Introduction
We use a SQL Merge statement when merging data from the source table to the target table. Based on the specified condition, it will Insert, Update and Delete rows in the targeted table within the same statement. A Merge statement is beneficial when we have extensive data tables to load, especially when specific actions are to be taken when rows are matching and not matching.
The statement has many practical uses in online transaction processing (OLTP) scenarios and data warehousing. As an example of an OLTP use case, suppose you have a table that your application doesn’t update directly. Instead, you get a delta of changes periodically from an external system. You first load the delta of changes into a staging table and then use the staging table as the source for the merge operation into the target.
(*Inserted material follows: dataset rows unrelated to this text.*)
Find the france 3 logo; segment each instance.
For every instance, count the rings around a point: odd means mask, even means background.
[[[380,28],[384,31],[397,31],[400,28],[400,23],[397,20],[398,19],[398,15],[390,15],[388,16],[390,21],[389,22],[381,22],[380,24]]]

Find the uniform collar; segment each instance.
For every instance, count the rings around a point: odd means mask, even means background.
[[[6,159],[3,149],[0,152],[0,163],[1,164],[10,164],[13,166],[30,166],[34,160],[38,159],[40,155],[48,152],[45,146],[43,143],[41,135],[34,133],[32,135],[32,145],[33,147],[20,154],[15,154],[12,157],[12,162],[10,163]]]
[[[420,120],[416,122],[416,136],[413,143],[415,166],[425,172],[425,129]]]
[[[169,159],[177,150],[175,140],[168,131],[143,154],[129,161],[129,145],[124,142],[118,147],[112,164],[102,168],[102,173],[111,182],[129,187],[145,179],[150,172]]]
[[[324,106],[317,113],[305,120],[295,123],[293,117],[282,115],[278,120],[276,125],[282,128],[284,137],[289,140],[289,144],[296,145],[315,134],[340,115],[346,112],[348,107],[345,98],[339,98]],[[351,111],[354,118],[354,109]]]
The below diagram shows the source table and target table with corresponding actions: Insert, Delete, and Update.
It shows three use cases,
- When the source table has some rows matching rows that do not exist in the target table, we have to insert these rows into the target table.
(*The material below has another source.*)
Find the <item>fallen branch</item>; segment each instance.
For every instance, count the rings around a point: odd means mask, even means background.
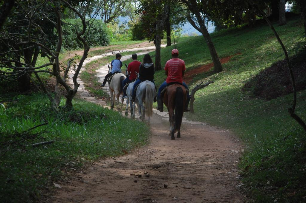
[[[39,145],[44,145],[46,144],[52,144],[54,142],[54,141],[53,140],[50,140],[50,141],[42,142],[39,142],[37,143],[32,144],[29,144],[27,145],[26,145],[25,147],[37,147],[37,146],[39,146]]]
[[[202,89],[206,86],[208,86],[210,84],[214,83],[214,81],[207,82],[205,84],[203,84],[203,82],[202,82],[200,84],[195,87],[194,88],[191,90],[191,98],[190,98],[190,113],[192,114],[194,113],[194,111],[193,110],[193,102],[194,101],[194,95],[196,94],[196,92],[199,89]]]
- When the target table has some rows that do not exist in the source table, then we have to delete these rows from the target table.
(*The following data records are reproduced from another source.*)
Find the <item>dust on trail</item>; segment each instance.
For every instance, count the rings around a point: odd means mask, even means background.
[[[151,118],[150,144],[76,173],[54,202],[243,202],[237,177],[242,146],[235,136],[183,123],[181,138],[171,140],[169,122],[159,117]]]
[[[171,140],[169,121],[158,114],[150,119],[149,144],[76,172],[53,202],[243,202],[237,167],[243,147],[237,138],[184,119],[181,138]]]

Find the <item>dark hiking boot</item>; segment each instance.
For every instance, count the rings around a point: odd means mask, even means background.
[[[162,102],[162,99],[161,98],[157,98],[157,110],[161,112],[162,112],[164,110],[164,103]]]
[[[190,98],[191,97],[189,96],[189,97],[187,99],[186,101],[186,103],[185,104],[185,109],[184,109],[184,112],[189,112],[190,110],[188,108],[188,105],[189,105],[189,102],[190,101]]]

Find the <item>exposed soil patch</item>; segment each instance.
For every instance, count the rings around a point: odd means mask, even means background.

- When the source table has some keys matching keys with the target table, we need to update the rows in a targeted table with the values from the source table.
Below is the basic structure of the Merge statement,
MERGE INTO <target_table> AS TGT
USING <source_table> AS SRC
ON <merge_condition>
WHEN MATCHED THEN
update_statement --
WHEN we have a key matching row
WHEN NOT MATCHED THEN
insert_statement --
WHEN row EXISTS IN the source table
AND doesn't exist in the target table WHEN NOT MATCHED BY SOURCE THEN DELETE; -- Row doesn't exist IN the source table
Consider the below example,
It is very easy to understand the merging concept here. We have two tables, the source table, and a target table. The Source table has a new price for fruits [ex: The orange rate changed from 15.00 to 25.00], and new fruits arrived at the store. When we merge, we delete a few rows that do not exist in the source table.
Code to merge tables.
MERGE INTO Fruits WITH(SERIALIZABLE) f
USING source s
ON (s.id = f.id)
WHEN MATCHED THEN
UPDATE SET f.name= s.name,
f.amount = s.amount
WHEN NOT MATCHED BY TARGET THEN
INSERT (id, name, amount) VALUES (s.id, s.name, s.amount)
WHEN NOT MATCHED BY SOURCE THEN
DELETE;SELECT @@ROWCOUNT; GO
Important Merge Conflict
Suppose a certain key K doesn’t yet exist in the target table. Two processes, P1 and P2, run a MERGE statement such as the previous one at the same time with the same source key K. It usually is possible for the MERGE statement issued by P1 to insert a new row with the key K between the points in time when the MERGE statement issued by P2 checks whether the target already has that key and inserts rows.
In such a case, the MERGE statement issued by P2 fails due to a primary key violation. To prevent such a failure, use the hint SERIALIZABLE or HOLDLOCK (both have equivalent meanings) against the target, as shown in the previous statement. This hint means that the statement uses a serializable isolation level to serialize access to the data, meaning that once you get access to it, it’s as if you’re the only one interacting.
Summary
This article taught us how a Merge statement improves performance by reading and processing data in a single query. There is no need to write three different statements. This will avoid multiple I/O operations from the disk for each of the three statements individually because now data is read only once from the source table.